We’re in those days after Christmas now. How do we adjust? I need twelve days like my Catholic friends. Perhaps you have been touched, as I have, by all the angels and singing and shepherds and oxen kneeling and especially the baby Jesus in a manger. But don’t we have to get on with real life now? We will hear that “the child grew big and strong and full of wisdom; and God’s favour was upon him.” Luke 2:40 (REB) I will look soon at the part of the story soon, but just now I’m not ready to move on from the baby. This seems foundational.
I read a story on Christmas morning that got me thinking. In the online daily Plough (I hope you know this amazing publication) the author Sean Rubin tells the story how he discovered the power of art as a young boy. He would often ride the bus with his mother from the Bronx to the Metropolitan Museum of Art. She would wheel him up to a great piece of art in his stroller and should would tell him all about the painting. The article turns out to be a beautiful tribute to Rubin’s mother, though it is also about how art can shape our lives and our faith.
After many interesting twists and turns in the journey of faith, the mother ends up opening a book of great paintings and spots the Adoration of the Shepherds,” by Georges La Tour, painted in 1644. I was surprised too that I had never before seen this painting.
Rubin says the moment his mom saw the painting she was struck with wonder: “My mother told me this story often enough that I can still hear it in her voice. . . . ‘I finished reading the rest of the book, and when I closed the cover I yelled out, almost involuntarily, ‘Oh my God – Jesus is the Messiah!’”
After all her wanderings this was an illumination that changed her life. She was converted from wandering and led to the answer to all her yearnings. Can this really happen through a great piece of art? Can it happen through the carols and hymns we sang over Christmas? Can it happen from the stories being told in our holy Scriptures and beyond? Of course it can. And it has happened time and time again throughout history. It’s happened to me.

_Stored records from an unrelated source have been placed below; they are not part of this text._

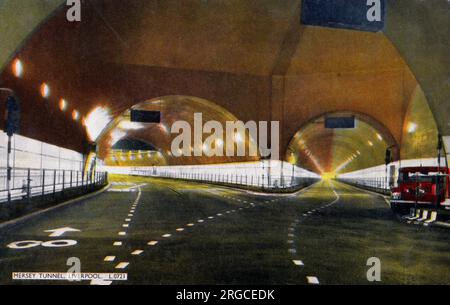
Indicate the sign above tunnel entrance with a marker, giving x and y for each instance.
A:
(145, 116)
(362, 15)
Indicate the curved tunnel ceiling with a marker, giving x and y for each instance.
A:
(108, 60)
(173, 109)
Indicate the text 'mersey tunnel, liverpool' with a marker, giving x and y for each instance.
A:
(240, 142)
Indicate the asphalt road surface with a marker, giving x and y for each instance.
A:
(171, 232)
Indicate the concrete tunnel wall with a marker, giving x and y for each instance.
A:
(424, 53)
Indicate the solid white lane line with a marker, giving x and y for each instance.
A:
(312, 280)
(109, 258)
(122, 265)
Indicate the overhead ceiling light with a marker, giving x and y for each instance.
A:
(412, 127)
(96, 121)
(17, 68)
(75, 115)
(62, 104)
(45, 90)
(379, 137)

Look at this marvelous painting for a moment. Aren’t you just a bit dazzled as I am? Ask some questions, like where is this light coming from, even as Joseph, holding the candle, shades the light with his hand. It can’t be the candle that lights the scene. It seems, in fact, to be coming from the baby’s face.
And look at the participants, rapt in attention. The shepherds who have heard the singing, the mother and father who are caught up in wonder and awe, even the lamb peering at the baby while chewing some straw. We start the Christian story with this little body. God decided to start his story on earth in this body.
Before you leave the painting look at Mary. What an extraordinary portrait she is here. She’s a real woman who has just had a baby. No halos over her head. And she’s rapt in wonder: “But Mary treasured up all these things and pondered over them [in her heart.]” She is deeply absorbed, captured, changed forever.
That’s the way I want to enter into this after-Christmas season. That’s the way I want to bring this child into my life every day. I have lots to learn from all that follows in this story, but it all starts here, in wonder before this baby. In this way, perhaps gazing at the painting, we can invite Christ into our lives, into our bodies, and he will come, as Paul says so clearly, and live close by, in fact, he will live within us. Stunning, isn’t it? We hear it in this story and see it in the painting. I’m not ready yet to move on. There is so much yet to gaze upon.